Increase in bear attacks in Japan

One theory is that trees may be to blame — a lean crop of seeds and nuts may be forcing hungry bears into human habitats in search of food
Increase in bear attacks in Japan

A brown bear (Higuma) sighted at a house entrance from inside. Attacks have been on the rise in Hokkaido, Japan recently

And the lean-fleshed kine did eat the seven fat kine — Genesis 41

According to Japan’s Environment Ministry, bears killed 13 people and injured hundreds there during 2025.

The year’s casualty figures are the highest since recording began in 2006. The army and surveillance drones are being deployed to protect members of the public.

Two bear species are implicated:

— The smaller one, known as the ‘moon bear’ from the white crescent-shaped patch on its breast, is closely related to the black bear of North America. Male ‘moons’ can weigh up to 200kg. They are found in areas with large human populations, which may help explain why attacks by them are common.

A 'moon bear' can weigh up to 200kg
A 'moon bear' can weigh up to 200kg

— The other Japanese bear is much larger. Known as the ‘black grizzly’, it is almost as big the Kodiac subspecies of Alaska... the world’s largest. A male black grizzly, captured in 2015, weighed 400kg. Living on Hokkaido, the most northerly and least populated of Japan’s four large islands, it attacks people rarely. However, assaults are lethal and often fatal.

The brown bears of Europe and Asia are of the same species as the black grizzly. A European brown may attack people if persecuted, or injured, by hunters. Although the same can’t be said of the brown’s closest relative, the polar bear, which likes to dine on human flesh, attacks by unprovoked brown bears are rare. Encounters over the millennia have taught browns to give us a wide berth.

Why then are there so many incidents in Japan?

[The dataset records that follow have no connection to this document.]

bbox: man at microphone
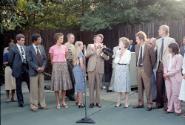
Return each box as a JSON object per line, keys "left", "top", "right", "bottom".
{"left": 86, "top": 34, "right": 109, "bottom": 108}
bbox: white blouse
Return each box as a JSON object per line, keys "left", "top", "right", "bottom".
{"left": 114, "top": 49, "right": 131, "bottom": 64}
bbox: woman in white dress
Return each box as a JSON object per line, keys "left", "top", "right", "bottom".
{"left": 113, "top": 37, "right": 131, "bottom": 108}
{"left": 179, "top": 54, "right": 185, "bottom": 117}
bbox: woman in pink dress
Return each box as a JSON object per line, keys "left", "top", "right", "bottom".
{"left": 49, "top": 33, "right": 72, "bottom": 109}
{"left": 163, "top": 43, "right": 183, "bottom": 115}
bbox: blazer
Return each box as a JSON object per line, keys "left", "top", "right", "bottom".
{"left": 86, "top": 44, "right": 109, "bottom": 74}
{"left": 164, "top": 54, "right": 183, "bottom": 83}
{"left": 128, "top": 44, "right": 135, "bottom": 52}
{"left": 154, "top": 37, "right": 176, "bottom": 71}
{"left": 135, "top": 43, "right": 156, "bottom": 77}
{"left": 8, "top": 45, "right": 28, "bottom": 78}
{"left": 27, "top": 45, "right": 47, "bottom": 76}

According to one theory, trees may be to blame. Like many other forest dwellers, bears feed on oak and beech nuts. To protect their seeds from being eaten, trees resort to ‘masting’. Cooperating with each other, the trees throughout an area produce few seeds over several seasons. Seed-eating birds and mammals, including bears, then face lean times. Food shortage leads to poor physical condition, even starvation. Seed-eaters breed less successfully, or not at all, and their overall numbers are reduced.

Then, in a ‘mast’ year, the trees all produce a bumper crop together. A super abundance of seeds is suddenly available, but the years of famine having reduced numbers, there are fewer mammals and birds to avail of the bonanza. More seeds survive and go on to germinate.

Are wild berry and mast shortages forcing hungry Japanese bears to draw closer to human habitation searching for food?

Like Pharaoh’s lean ‘kine’, some of these opportunistic omnivores may attack people. Having gorged itself once on human flesh, a hungry bear is tempted to attack such easy targets again.

Was this once an Irish problem?

Brown bears were common in Ireland up to Bronze Age times. We know they were here because, hibernating in caves such as Aillwee in County Clare, some died during the long winter sleep, leaving their bones to intrigue archaeologists.

Campfires kept dangerous beasts at bay back then, but heading into the forest to gather firewood and fruit, Stone and Bronze-age people probably took their lives in their hands. With no surveillance drones firearms or rapid-response units to protect them, bone-tipped spears, wooden arrows, hyper-vigilance, and a knowledge of the ways of bears were the only security.